We continue to have amazing fall weather. Bruce spent the day feeding of course followed by the cleaning of the pens in the barn and bedding them. When Bruce sorted the calves back he was able to empty one pen and I was able to get the 3 calves that were in the hutches in. These calves are huge since they have been weaned for quite awhile and I have been carrying feed out to them. You don't realize how much they eat until you carry everything so I am pretty darned excited that their feed will now be delivered when Bruce feeds the rest with the feed cart and they can drink out of the drinking cup whenever they want. I have a system for getting calves into the barn. I don't feed them on purpose the morning I want to get them in so they are extra hungry. I go out a bit later and I fill a bottle with milk or replacer and then lead them in. Since they haven't had a bottle in awhile they get pretty excited and will follow me anywhere. As soon as everyone is in their new pen I feed them in pails as usual. Tonight I had one lose the bottle and start to run away when we were already in the barn. Bruce sent Mike around her and had him lie down. That was just enough help that she turned around and once again connected with me. It is stuff like that with Mike that still amazes me.
We got our last pregnancy tests back and we had exactly 50% pregnant. Now we know where we are with everyone which is nice. Bruce commented the other day that Speckles must not be pregnant because right after she was bred she felt she had enough job security to kick the milker off routinely. She has been behaving lately so Bruce thinks she realizes her security isn't as assured as she may have thought earlier. Sure enough, she is open.
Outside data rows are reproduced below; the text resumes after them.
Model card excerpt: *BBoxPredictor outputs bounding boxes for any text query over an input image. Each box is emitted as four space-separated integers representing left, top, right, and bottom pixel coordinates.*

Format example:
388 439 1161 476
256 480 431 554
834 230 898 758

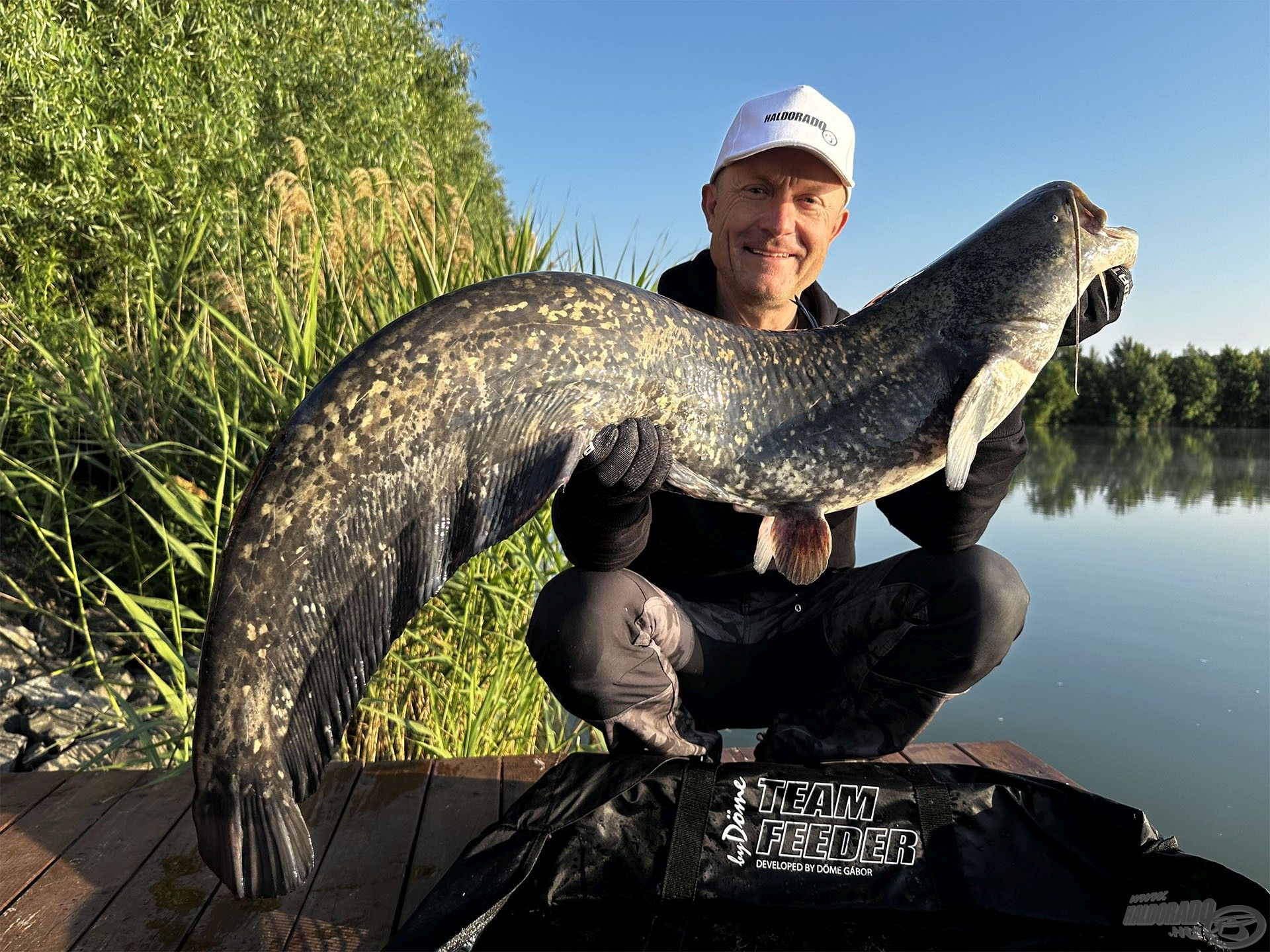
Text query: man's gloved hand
565 416 672 505
1058 265 1133 346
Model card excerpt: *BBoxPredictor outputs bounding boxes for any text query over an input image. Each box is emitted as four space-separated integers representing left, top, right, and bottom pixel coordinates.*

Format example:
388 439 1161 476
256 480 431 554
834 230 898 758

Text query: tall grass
0 149 653 768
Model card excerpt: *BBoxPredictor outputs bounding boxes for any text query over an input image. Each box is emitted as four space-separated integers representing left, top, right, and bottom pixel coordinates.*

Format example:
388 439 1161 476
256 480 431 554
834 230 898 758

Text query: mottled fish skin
194 182 1136 896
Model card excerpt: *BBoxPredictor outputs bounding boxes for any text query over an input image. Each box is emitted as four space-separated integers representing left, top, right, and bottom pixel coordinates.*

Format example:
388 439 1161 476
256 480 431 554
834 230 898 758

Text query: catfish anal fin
944 354 1037 489
754 506 832 585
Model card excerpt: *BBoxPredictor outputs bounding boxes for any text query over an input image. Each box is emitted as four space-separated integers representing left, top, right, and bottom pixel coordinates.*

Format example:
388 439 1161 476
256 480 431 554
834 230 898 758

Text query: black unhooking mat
390 754 1270 949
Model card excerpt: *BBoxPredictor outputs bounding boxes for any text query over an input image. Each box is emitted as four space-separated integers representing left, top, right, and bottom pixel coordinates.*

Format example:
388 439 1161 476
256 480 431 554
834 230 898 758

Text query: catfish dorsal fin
754 506 832 585
944 354 1037 489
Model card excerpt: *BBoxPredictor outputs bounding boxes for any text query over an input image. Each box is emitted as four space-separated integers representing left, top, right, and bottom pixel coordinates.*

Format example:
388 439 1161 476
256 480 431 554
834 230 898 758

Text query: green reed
0 146 654 770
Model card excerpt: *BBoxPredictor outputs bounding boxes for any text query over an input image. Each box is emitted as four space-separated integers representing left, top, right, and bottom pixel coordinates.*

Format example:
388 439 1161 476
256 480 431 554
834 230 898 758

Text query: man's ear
829 208 851 241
The neighbors farm is rented by a cash cropper that runs a couple thousand acres of crops in total around the county. This spring he planted all 400+ acres by GPS. This morning while we were milking he moved in with his combine, semi, and grain cart. It looks like a major army invasion when he arrives and 30 minutes later the first semi of corn was leaving! Bruce commented tonight that with the GPS system in place he could sleep while the combine did the work. Bruce is guessing that he has an equipment investment of nearly a million dollars! A few years ago we purchased corn from him and he delivered it in his grain cart which holds 1 semi load. It didn't take long to fill our silo that year since we unloaded a semi load in 9 minutes! Oh my goodness was it noisy!